The Star Trek franchise, including "Voyager," the fourth spinoff in a series that has stretched over 25 seasons and will end this spring, while always promoting tolerance, draws the line at some aggressive species - all of whom reflect human cultures. Thus the Vulcans are like Greco-Roman stoics, the Klingons borrow from ancient Samurai warriors, the Cardassians resemble Nazis.

In contrast, the teenage aliens of Roswell are a sympathetic, peace-loving lot, equipped with special gifts and capable of doing mankind great good - if only mankind would let them. In this series, the viewer is meant to identify with the young heroes and side with them against the "dominant," i.e., adult, human culture that threatens their very lives.

"At first I thought of it as an immigrant story," says executive producer Jason Kitims. "The immigrants didn't know much about where they were from - it was an assimilation story. But as they began to find out more about their origins, and that they weren't alone, it led to larger stories - epic in nature. The stories have grander themes - what it means to be a leader of your people, that there is a reason for them to be here on earth - and each has a role to play."

In a "Roswell" episode airing Dec. 18, young Max will have to decide whether he should use his power to heal for the good of human beings. What is his responsibility to humankind? Healing others will expose him to great danger. It's an epic moral issue - what he owes mankind versus what he owes himself and his own people.

The wonderful Farscape, with its great cast of Australian actors, creatures from Jim Henson's Creature Shop, and strong writing, gets better with every episode. It offers one cautionary tale after another - but always grippingly well-told and never preachy.

A small group of outcasts from humanoid and non-humanoid societies have banded together to evade the evil Scorpious and defend each other. They are crew members of a living spaceship. At every turn, they face religious and cultural differences, acknowledging other mindsets and working toward compromise. But that compromise never comes at the expense of each individual's fundamental ethics.
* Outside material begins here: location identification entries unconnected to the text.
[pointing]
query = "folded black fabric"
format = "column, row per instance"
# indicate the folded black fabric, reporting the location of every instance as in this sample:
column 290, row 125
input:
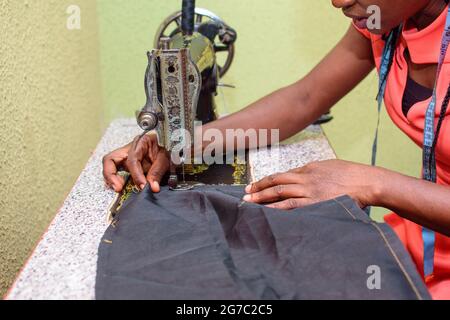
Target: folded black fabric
column 207, row 244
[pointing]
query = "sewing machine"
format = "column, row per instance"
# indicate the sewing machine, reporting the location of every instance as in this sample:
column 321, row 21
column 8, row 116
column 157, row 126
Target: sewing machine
column 181, row 81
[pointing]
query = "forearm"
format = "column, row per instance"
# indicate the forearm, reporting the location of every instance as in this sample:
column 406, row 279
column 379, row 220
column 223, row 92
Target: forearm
column 420, row 201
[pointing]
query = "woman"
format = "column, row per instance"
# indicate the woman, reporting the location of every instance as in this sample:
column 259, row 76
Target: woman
column 406, row 50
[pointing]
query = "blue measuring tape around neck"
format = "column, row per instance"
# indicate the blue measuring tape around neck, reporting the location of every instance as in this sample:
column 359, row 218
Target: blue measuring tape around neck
column 430, row 136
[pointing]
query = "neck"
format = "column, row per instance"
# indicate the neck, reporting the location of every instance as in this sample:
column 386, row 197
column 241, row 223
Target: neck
column 427, row 15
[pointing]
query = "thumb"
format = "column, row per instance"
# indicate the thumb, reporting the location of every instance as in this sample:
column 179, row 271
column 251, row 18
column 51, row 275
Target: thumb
column 157, row 171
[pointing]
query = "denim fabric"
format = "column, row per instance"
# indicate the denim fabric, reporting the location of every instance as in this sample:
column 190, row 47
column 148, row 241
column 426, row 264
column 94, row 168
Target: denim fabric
column 208, row 244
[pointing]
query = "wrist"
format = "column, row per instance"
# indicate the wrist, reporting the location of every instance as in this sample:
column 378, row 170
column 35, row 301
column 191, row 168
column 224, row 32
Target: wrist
column 379, row 186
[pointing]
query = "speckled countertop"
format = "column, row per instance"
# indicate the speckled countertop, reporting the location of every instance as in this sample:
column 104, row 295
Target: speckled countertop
column 64, row 263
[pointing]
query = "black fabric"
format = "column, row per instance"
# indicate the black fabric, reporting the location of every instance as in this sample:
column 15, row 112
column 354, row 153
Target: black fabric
column 414, row 93
column 207, row 244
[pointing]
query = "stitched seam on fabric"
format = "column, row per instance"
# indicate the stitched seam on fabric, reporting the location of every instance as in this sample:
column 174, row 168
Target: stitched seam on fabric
column 396, row 258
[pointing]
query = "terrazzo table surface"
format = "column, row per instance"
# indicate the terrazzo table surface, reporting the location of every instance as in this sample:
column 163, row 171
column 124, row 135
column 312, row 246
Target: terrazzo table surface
column 64, row 263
Into this teeming TV stew of space aliens and techno-future stories, Dune comes as another welcome cross-cultural epic. It is beautifully photographed, for the most part well acted, though there are a few plot holes, a few sketchy characters, and a few too many computer-animated special effects, there's a lot here for the space-opera buff to enjoy. The cultures invented by author Herbert resonate with earthlings. The miniseries both defends and questions rigid religious beliefs, customs, and individual social responsibility.

For the uninitiated, "Dune" is the story of the desert planet Arrakis. Duke Leto Atreides is posted there by the Emperor (played with Machiavellian glee by Italian star Giancarlo Giannini) to supervise the mining of the most valuable commodity in the universe - "Spice" - which makes space travel possible, confers long life, and gives the powerful more power still.
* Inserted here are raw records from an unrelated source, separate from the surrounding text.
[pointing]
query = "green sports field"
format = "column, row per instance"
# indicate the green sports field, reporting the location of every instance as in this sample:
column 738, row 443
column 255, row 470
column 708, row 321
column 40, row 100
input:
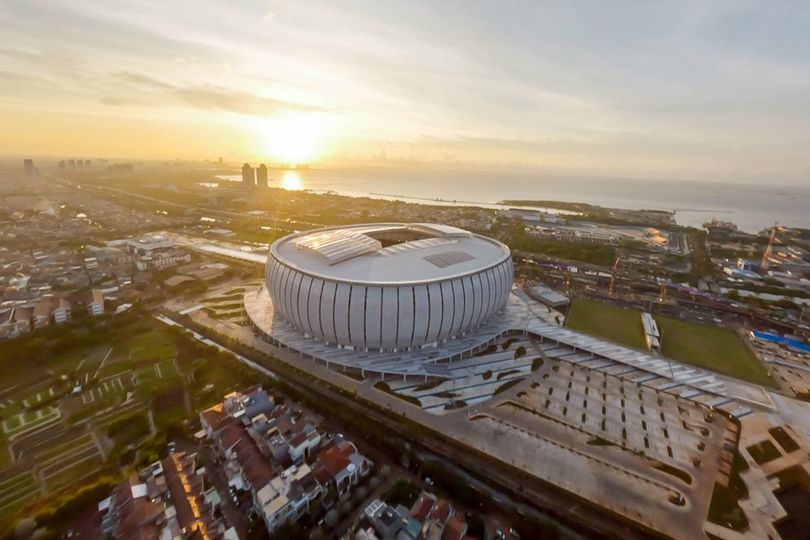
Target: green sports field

When Duke Leto (William Hurt) is murdered, his son, Paul (Alec Newman), and his son's mother, the Lady Jessica (Saskia Reeves), escape to the desert and seek the Fremen, a fierce but honorable race of desert nomads who wait for a messiah.

When Paul's significant psychic powers make it appear that he is their messiah, they follow him with a single-mindedness that makes possible warfare on the evil house of Harkonnen and rebellion against the emperor.

But the real heart of the piece is the life among the Fremen - which incorporates technological gadgetry amid a sort of psychic wonder works and an elaborate belief system within a desert tribal framework. "Dune" is a cautionary tale, warning against mindless religious fanaticism. Writer and director Harrison says what really immersed him in the story was the cultural detail.

"When you look at the book, it's mostly about politics and religion and human interconnections," he says. "That led me to the obvious study ... of the different groupings of people Herbert created to illuminate his drama - and the human drama. He created a feudal society set in the future that had a competition among royal houses - not unlike our Middle Ages."

Each of these royal houses, he continues, is a sophisticated culture. And add to that a religious sorority that has been practicing mystical rituals for hundreds of years and has been trying to breed a perfect human.

"Every one of these groups had its own cultural identity," he says. "I thought it would make the drama much richer if I could bring out these details - what kind of environments they lived in, what kind of clothes they wore, even down to the rituals and religious observances."